Но произошла вдруг странная вещь. Он прошел двадцать миль от своего логовища до берлоги и пятнадцать из двадцати по обратному пути, как вдруг под его ногами провалился снег и он внезапно свалился куда-то вниз. Собравшись с усталыми мыслями и поднявшись на окоченевшие ноги, он увидел, что попал в какое-то довольно странное место. Он свалился в какую-то яму, воронкообразной формы, края которой были обложены прутьями. В ноздри ему вдруг ударил запах мяса. И действительно, он натолкнулся там на мясо, находившееся от его носа на расстоянии всего только какого-нибудь одного фута. Это был кусок оленины, насаженный на вбитый в землю кол. Не задаваясь вопросом, откуда он тут появился, Мики жадно вцепился в него зубами. Объяснить это приключение мог один только Жак Лебо, живший в восьми или десяти милях от этого места к востоку. Мики провалился в одну из расставленных им ловушек, а то, что он ел в ней, было положено туда для приманки.

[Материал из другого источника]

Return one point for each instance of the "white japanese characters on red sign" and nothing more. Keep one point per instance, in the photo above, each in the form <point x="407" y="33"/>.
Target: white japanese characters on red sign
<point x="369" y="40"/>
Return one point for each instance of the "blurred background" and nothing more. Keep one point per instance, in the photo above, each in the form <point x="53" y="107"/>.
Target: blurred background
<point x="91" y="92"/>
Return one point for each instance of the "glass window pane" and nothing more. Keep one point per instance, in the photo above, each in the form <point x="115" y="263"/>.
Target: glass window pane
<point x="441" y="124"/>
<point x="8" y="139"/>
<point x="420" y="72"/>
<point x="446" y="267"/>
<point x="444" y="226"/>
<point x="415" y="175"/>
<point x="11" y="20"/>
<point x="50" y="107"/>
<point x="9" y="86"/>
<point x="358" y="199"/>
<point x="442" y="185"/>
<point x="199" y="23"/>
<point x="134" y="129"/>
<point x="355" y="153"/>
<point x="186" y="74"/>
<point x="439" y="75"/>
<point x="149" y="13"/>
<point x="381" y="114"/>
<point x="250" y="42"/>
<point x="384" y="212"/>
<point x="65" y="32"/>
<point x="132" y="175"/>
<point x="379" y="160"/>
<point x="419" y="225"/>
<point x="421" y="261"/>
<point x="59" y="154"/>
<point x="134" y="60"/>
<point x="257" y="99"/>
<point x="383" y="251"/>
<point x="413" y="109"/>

Мяса было немного, но оно зажгло у Мики кровь новой жизнью. В его ноздрях еще стоял запах съестного, и он стал разгребать лапами снег. Скоро его когти задели вдруг за что-то твердое и холодное. То была сталь – еще один капкан для более мелких животных. Мики удалось наконец вытащить его из-под снега, и в нем оказался давно поймавшийся в него огромный полярный заяц. Снег так хорошо сохранил его, что он даже и не одеревенел, хотя, видимо, околел уже несколько дней тому назад. Пир Мики кончился только лишь с последней косточкой. Он съел даже и голову от зайца. Покончив с ней, он выскочил из западни, добрался до своего логова и до следующего утра сладко проспал в своем теплом убежище.

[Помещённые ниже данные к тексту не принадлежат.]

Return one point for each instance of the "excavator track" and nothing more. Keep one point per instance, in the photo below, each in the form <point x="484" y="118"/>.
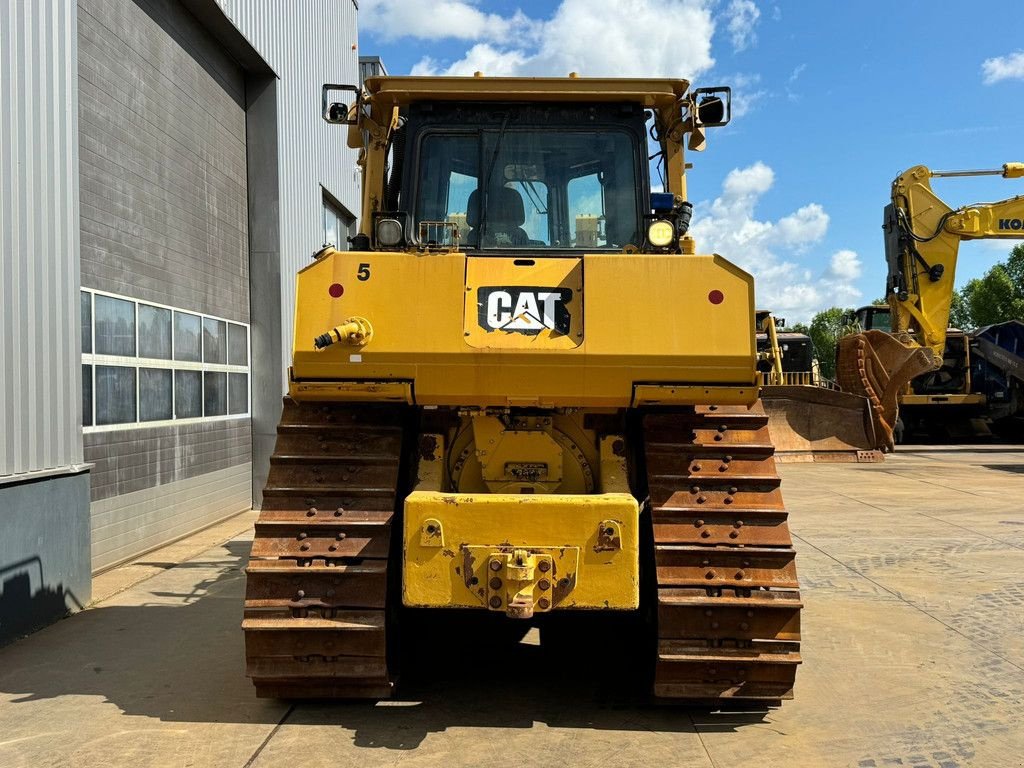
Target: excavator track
<point x="728" y="601"/>
<point x="316" y="585"/>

В тот же день Жак Лебо, которого индейцы за его бессердечие с животными прозвали «человеком со злым сердцем» (Мушет-Ша-Ао), обошел все свои капканы и ловушки, перестроил разрушенные бурей западни и расставил новые.

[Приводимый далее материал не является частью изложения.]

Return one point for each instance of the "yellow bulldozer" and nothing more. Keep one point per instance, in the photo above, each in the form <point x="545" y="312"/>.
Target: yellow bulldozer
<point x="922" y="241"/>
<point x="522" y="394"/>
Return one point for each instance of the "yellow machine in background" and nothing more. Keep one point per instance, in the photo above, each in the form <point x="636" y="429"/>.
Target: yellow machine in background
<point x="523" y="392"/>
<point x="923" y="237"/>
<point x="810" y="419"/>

А когда наступил вечер, то Мики снова вышел на охоту и вдруг натолкнулся на его след, оставленный им на занесенном снегом болоте, в нескольких милях от своего логова. Но душа Мики в этот момент уже не волновалась больше тоскою по хозяину. Он подозрительно обнюхал следы, оставленные лыжами Лебо, и его спина вдруг ощетинилась, когда он стал ловить ноздрями ветер и прислушиваться. Он осторожно пошел по следу и через несколько сот ярдов натолкнулся вдруг на один из капканов Лебо. Здесь опять нашлось мясо, приколотое на колышке. Мики дотронулся до него. Из-под его передней лапы вдруг послышался коварный треск, и сомкнувшиеся неожиданно стальные челюсти западни бросили ему прямо в глаза целые комья снега и маскировавшую западню кучу хвороста. Он заворчал, отпрыгнул и несколько времени прождал, уставившись глазами на капкан. Затем он стал вытягивать шею до тех пор, пока наконец не смог добраться до мяса, но при этом не сделал ни единого шага вперед. Таким образом ему удалось понять, в чем состояла вся хитрость устройства стальных челюстей капкана, а инстинкт подсказал ему, как надлежало ему избегать их и впредь.

Он прошел по следам Лебо еще с треть мили. Смутно предчувствуя угрозу еще новой опасности, он тем не менее не сворачивал с проложенного следа. Какой-то могучий импульс, которому он был не в силах сопротивляться, влек его все дальше и дальше. Он достиг второй западни и на этот раз стянул мясо с колышка, даже не приводя в действие пружину, которая, как он теперь отлично знал, скрывалась тут же. Ему ужасно хотелось хоть одним глазком взглянуть на человека. Но спешить все-таки было некуда, и пока что он стянул мясо еще из третьего, четвертого и пятого капканов.